You see, while you’re brushing your teeth and loving life, you could easily be making a few fundamental mistakes which, in the long term, could lead to heart disease. We’re not trying to put the willies up you, but in all seriousness, we could all improve the way we brush our teeth – and at the same time improve our lives.

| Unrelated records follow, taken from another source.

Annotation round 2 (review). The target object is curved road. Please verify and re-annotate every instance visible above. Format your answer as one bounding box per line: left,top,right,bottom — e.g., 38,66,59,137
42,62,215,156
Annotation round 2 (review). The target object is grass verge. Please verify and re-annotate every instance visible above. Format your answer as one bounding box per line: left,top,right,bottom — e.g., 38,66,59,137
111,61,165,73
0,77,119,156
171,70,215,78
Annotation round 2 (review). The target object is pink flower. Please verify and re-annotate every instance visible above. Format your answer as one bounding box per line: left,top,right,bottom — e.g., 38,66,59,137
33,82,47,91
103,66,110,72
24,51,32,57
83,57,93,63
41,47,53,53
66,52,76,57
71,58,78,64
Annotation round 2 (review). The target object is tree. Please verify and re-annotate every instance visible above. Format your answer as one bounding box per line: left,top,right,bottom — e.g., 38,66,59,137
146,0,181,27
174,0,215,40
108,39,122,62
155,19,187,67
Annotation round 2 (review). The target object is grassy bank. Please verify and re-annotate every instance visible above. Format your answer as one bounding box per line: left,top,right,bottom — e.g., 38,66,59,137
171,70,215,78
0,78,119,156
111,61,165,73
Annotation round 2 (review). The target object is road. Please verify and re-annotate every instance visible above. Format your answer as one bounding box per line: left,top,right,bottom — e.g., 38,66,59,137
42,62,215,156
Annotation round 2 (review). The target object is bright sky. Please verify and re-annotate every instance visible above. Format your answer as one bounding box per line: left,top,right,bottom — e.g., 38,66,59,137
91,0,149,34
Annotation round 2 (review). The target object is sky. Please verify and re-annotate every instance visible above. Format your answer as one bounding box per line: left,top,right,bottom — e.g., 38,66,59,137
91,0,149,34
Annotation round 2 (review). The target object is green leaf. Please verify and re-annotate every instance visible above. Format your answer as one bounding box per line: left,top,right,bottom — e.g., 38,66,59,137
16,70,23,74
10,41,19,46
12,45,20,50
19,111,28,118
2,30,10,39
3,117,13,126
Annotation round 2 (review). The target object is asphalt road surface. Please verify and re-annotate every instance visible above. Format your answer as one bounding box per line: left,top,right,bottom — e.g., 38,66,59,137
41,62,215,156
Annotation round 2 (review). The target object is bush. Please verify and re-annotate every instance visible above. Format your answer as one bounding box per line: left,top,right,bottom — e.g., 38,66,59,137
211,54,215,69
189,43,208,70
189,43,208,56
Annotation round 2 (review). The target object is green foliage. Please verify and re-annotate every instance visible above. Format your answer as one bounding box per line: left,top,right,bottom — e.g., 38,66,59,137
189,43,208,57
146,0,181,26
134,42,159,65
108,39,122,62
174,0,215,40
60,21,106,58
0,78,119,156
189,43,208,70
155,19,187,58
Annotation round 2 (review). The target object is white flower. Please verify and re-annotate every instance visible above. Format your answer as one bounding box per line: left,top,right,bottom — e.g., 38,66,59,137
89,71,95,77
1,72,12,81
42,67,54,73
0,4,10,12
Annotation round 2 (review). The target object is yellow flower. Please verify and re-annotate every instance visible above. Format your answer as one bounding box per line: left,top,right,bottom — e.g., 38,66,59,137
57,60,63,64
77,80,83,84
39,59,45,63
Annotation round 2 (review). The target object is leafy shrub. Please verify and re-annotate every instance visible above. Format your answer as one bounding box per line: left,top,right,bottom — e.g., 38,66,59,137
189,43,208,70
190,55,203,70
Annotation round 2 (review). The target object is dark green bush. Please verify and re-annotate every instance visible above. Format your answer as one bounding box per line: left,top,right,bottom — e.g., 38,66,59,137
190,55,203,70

You’ve Gotta Brush At The Right Time
Edmond R. Hewlett, D.D.S, professor of UCLA School of Dentistry, says that our toothbrush “should be the last thing your teeth touch at night.”
Meaning, that piece of chocolate is NOT the last thing they should be touching.
If you snack before bedtime, you’re basically enhancing your chance of developing cavities because food remains lodged in between teeth.
You should always brush in the morning too, and aim to brush twice a day.
You Need The Right Toothbrush
If you’ve invested in the wrong toothbrush, you’re fucked.
What you need is a soft bristle toothbrush that is able to dive underneath your gum tissue and tear away all the nasty plaque that has been cowering, hidden from view, ready to spread disease. Got you, boy!
You Need To Take A Long, Hard Look At Your Technique
Straight strokes are okay, but straight strokes alone? That just won’t do. Your brush needs to be positioned at a 30 to 45 degree angle when you hit the gum tissue. Then you need to rotate your wrist so that it moves in a circle.
Some of us men simply either swallow or spit out the toothpaste. Because we’re men and that’s a man thing to do.
But we have to rinse if we wanna get rid of all the nastiness that we just loosened. Seriously, if you knew some of the stuff you swallowed, you’d go green.
Invest In New Brushes
It’s a common mistake to buy a new toothbrush once a year, but the ADA suggests we get a new one every 3 months. They barely cost a cent, and while new bristles are sharp and piercing it’s a good thing. When they become worn, they become smoother – but crapper.